Parmi les œuvres les plus connues de Spalletti figure Presenza stanza (1978), un mélange de couleurs étalé sur une planche de bois. Il s’agit de Sogno Dispari (1983), Dono (1991) et Muro, eco rosso azzurro (2003), qui se détachent partiellement du mur et deviennent des exemples de géométrisme asymétrique, c’est-à-dire qu’ils conservent la rigueur des formes mais vont au-delà de l’arrangement symétrique que l’on attendrait de ce type de disposition.
La relation entre l’œuvre et l’espace est également étudiée à travers une sculpture qui devient un objet urbain qui redessine son environnement. Il s’agit de Fonte (1986), réalisée en pierre calcaire de la montagne Majella, dans les Abruzzes. Enfin, son œuvre photographique unique intitulée Vaso (Vase ) (1981) est également particulière.

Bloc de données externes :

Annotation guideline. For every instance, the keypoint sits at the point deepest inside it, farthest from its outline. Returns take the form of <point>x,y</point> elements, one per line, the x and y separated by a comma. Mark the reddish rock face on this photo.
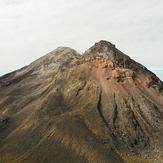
<point>97,107</point>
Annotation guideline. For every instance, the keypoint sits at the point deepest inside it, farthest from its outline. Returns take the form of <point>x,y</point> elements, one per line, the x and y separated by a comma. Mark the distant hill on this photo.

On y voit un personnage masculin (probablement l’artiste lui-même) arroser une sorte de vase inversé qui devient une figure géométrique cultivée et soignée, exprimant ainsi métaphoriquement le désir de rendre la sculpture vivante.
Dans les Abruzzes, sa région d’origine, des œuvres d’Ettore Spalletti sont exposées au public, notamment la fontaine de Piazzale Troilo (Tribunale) à Pescara et la chapelle du complexe sanitaire Villa Serena à Città Sant’Angelo (Pe).

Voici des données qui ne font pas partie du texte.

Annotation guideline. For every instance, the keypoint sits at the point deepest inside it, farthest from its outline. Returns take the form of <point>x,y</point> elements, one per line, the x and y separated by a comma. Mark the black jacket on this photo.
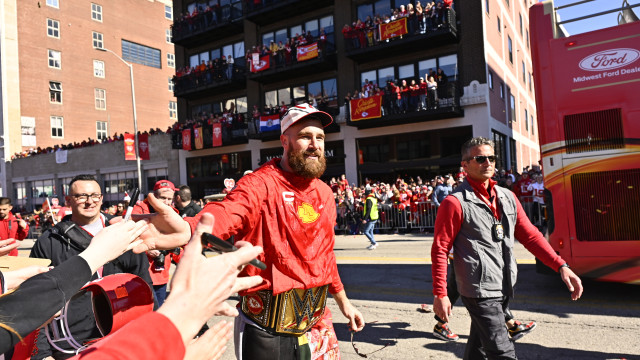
<point>62,242</point>
<point>190,210</point>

D’autres œuvres de Spalletti sont conservées dans divers musées italiens. Un groupe d’œuvres se trouve dans la Villa Menafoglio Litta Panza à Varèse, qui a appartenu à Giuseppe Panza, grand admirateur et collectionneur d’art contemporain et de Spalletti en particulier. Dans la villa, Panza a transformé sa chambre à coucher et celle de son épouse, ainsi qu’une chambre appartenant à deux de ses cinq enfants, en salles d’exposition entièrement dédiées à l’artiste. Les œuvres comprennent Ali grigio Neutro (1988), trois versions de Vaso (1988, 1989 et 1992), Acquasantiera (1986), Rosa verticale (1991), Tutto tondo (1989),
Le musée d’art contemporain de Castello di Rivoli abrite de nombreuses œuvres de Spalletti, notamment Presenza stanza (1978), Sogno Dispari (1983), Dono (1991), Muro, eco rosso azzurro (2003), Quartetto, rosso porpora 1991), Fonte (1986), Scoglio (1997), Vaso (1981). Au Palazzo dell’Arte de Rimini, on peut admirer Stanza bianca, vase en albâtre (1996). Enfin, de nombreuses œuvres sont conservées dans l’atelier Spalletti et sont souvent demandées pour des expositions, tant en Italie qu’à l’étranger.